Note: Standalone mode is only supported on the dev branch right now.

Before you Start

  • Download and compile Spark as described in the README.
  • If you wish to use the EC2 Scripts (described below), you must have an Amazon AWS Account and an EC2 key pair.

Configuration

In order to run a Spark cluster there are two main points of configuration, the conf/spark-env.sh file, and the conf/slaves file. the conf/spark-env.sh file lets you specify settings for the master and slave instances, such as memory, or port numbers to bind on. The file itself is well documented and all configuration variables are explained.

The conf/slaves file contains a list of all machines where you would like to start a Spark slave (worker) instance when using then scripts below. The master machine must be able to access each of the slave machines via ssh. For testing purposes, you can have a single localhost entry in the slaves file.

Scripts

In order to make starting master and slave instances easier, we have provided Hadoop-style shell scripts. The scripts can be found in the bin directory. A quick overview:

  • bin/start_master - Starts a master instance on the machine the script is executed on.
  • bin/start_slaves - Starts a slave instance on each machine specified in the conf/slaves file.
  • bin/start_all - Starts both a master and a number of slaves as described above.
  • bin/stop_master - Stops the master that was started via the bin/start_master script.
  • bin/stop_slaves - Stops the slave intances that were started via the bin/start_slaves script.
  • bin/stop_all - Stops both the master and the slaves as described above.

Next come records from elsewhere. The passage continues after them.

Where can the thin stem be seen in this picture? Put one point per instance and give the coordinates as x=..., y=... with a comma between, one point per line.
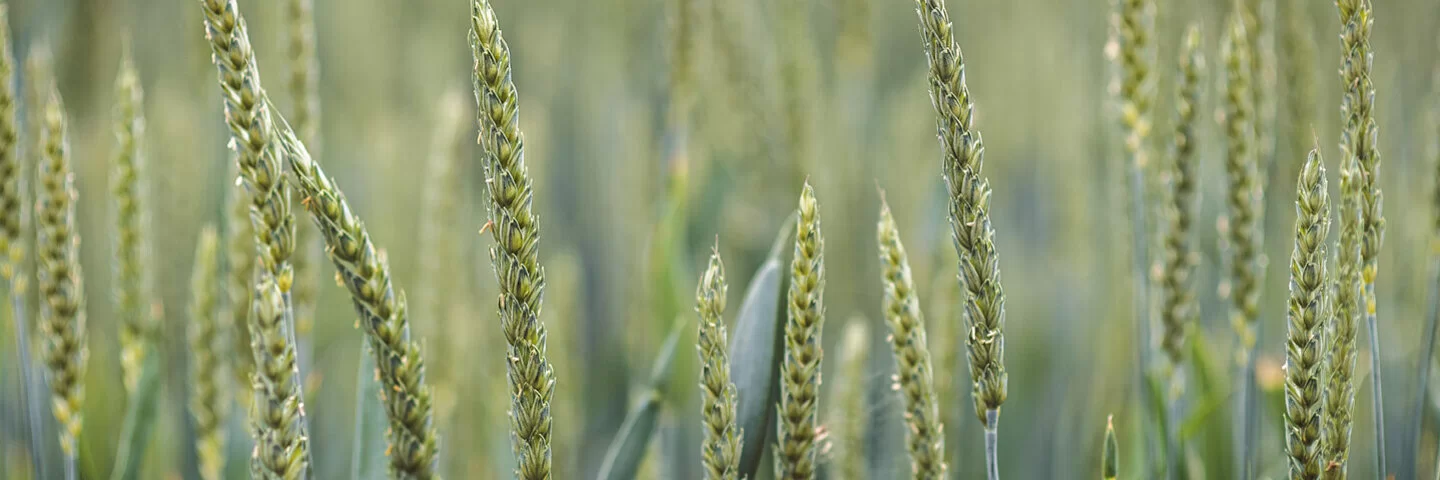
x=992, y=444
x=1142, y=293
x=1378, y=400
x=1426, y=359
x=71, y=467
x=1172, y=425
x=29, y=391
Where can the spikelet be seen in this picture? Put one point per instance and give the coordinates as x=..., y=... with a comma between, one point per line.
x=925, y=436
x=1308, y=309
x=133, y=286
x=209, y=397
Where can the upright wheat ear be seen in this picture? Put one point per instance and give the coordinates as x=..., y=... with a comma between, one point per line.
x=209, y=397
x=62, y=291
x=1308, y=310
x=801, y=368
x=1360, y=141
x=516, y=231
x=131, y=276
x=925, y=436
x=722, y=437
x=969, y=219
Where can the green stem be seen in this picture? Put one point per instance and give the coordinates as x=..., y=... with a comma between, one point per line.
x=29, y=388
x=1426, y=361
x=992, y=444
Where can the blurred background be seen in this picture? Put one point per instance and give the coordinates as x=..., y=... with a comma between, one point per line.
x=645, y=154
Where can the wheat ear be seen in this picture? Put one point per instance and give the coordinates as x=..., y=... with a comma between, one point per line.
x=304, y=94
x=516, y=231
x=1360, y=140
x=15, y=238
x=209, y=397
x=414, y=446
x=62, y=291
x=801, y=368
x=1308, y=309
x=925, y=436
x=720, y=451
x=133, y=286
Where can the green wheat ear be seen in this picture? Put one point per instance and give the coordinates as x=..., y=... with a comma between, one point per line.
x=131, y=274
x=1308, y=309
x=209, y=398
x=801, y=369
x=62, y=293
x=720, y=451
x=516, y=258
x=925, y=436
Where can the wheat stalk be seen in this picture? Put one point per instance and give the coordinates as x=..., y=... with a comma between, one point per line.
x=801, y=368
x=414, y=446
x=1360, y=140
x=1178, y=290
x=209, y=397
x=720, y=451
x=277, y=410
x=1110, y=456
x=907, y=340
x=853, y=410
x=1243, y=214
x=304, y=94
x=516, y=232
x=971, y=228
x=15, y=237
x=133, y=286
x=1132, y=52
x=1308, y=309
x=62, y=306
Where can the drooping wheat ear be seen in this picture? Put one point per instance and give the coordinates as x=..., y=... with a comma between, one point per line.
x=131, y=273
x=1360, y=140
x=801, y=369
x=1110, y=457
x=969, y=209
x=239, y=276
x=925, y=436
x=414, y=446
x=62, y=291
x=851, y=397
x=722, y=436
x=304, y=94
x=209, y=397
x=277, y=411
x=1308, y=309
x=1178, y=309
x=1339, y=387
x=1132, y=51
x=516, y=229
x=248, y=114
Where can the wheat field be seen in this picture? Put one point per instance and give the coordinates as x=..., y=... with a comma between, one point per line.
x=719, y=240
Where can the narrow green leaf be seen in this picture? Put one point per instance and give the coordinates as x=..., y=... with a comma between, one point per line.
x=755, y=355
x=140, y=421
x=367, y=453
x=630, y=446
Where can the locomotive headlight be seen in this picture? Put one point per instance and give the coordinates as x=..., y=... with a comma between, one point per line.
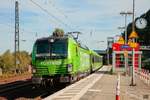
x=69, y=66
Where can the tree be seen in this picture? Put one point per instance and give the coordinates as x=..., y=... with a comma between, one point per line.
x=7, y=61
x=58, y=32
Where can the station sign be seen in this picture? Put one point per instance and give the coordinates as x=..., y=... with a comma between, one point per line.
x=125, y=46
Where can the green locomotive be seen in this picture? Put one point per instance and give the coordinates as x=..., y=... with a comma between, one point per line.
x=62, y=60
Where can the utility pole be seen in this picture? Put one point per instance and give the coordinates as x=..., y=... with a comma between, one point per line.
x=133, y=35
x=125, y=14
x=126, y=39
x=16, y=33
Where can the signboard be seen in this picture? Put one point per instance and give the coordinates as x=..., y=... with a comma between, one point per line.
x=125, y=46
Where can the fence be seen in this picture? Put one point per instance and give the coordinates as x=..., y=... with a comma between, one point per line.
x=144, y=75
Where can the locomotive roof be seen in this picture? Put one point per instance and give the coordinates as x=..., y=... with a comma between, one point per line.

Note that the scripts must be executed on the machine you want to start the Spark master on, not your local machine. By default, both the master and slaves write their log files to the logs in the Spark home directory.

Connecting to the Cluster

To run a job against a standalone cluster, pass a URI of the form spark://<SPARK_MASTER_IP>:<SPARK_MASTER_PORT> as the Master's URI when setting up a Spark Context (or using the interactive shell).

Spark Web Interface

In order to allow for easy debugging of your cluster we have provided a simple web interface that described the current state of the cluster and jobs. By default you can access it via http://<SPARK_MASTER_IP>:8080, but you can specify a different port number inconf/spark_env.sh.

EC2 Scripts

To save you from needing to set up a cluster of Spark machines yourself, we provide a set of scripts that launch Amazon EC2 instances with a preinstalled Spark distribution. These scripts are identical to the EC2 Mesos Scripts, except that you need to execute ec2/spark-ec2 with the following additional parameters: --cluster-type standalone -a standalone --user ec2-user. Note that the Spark version on these machines may not reflect the latest changes, so it may be a good idea to ssh into the machines and merge the latest version from github.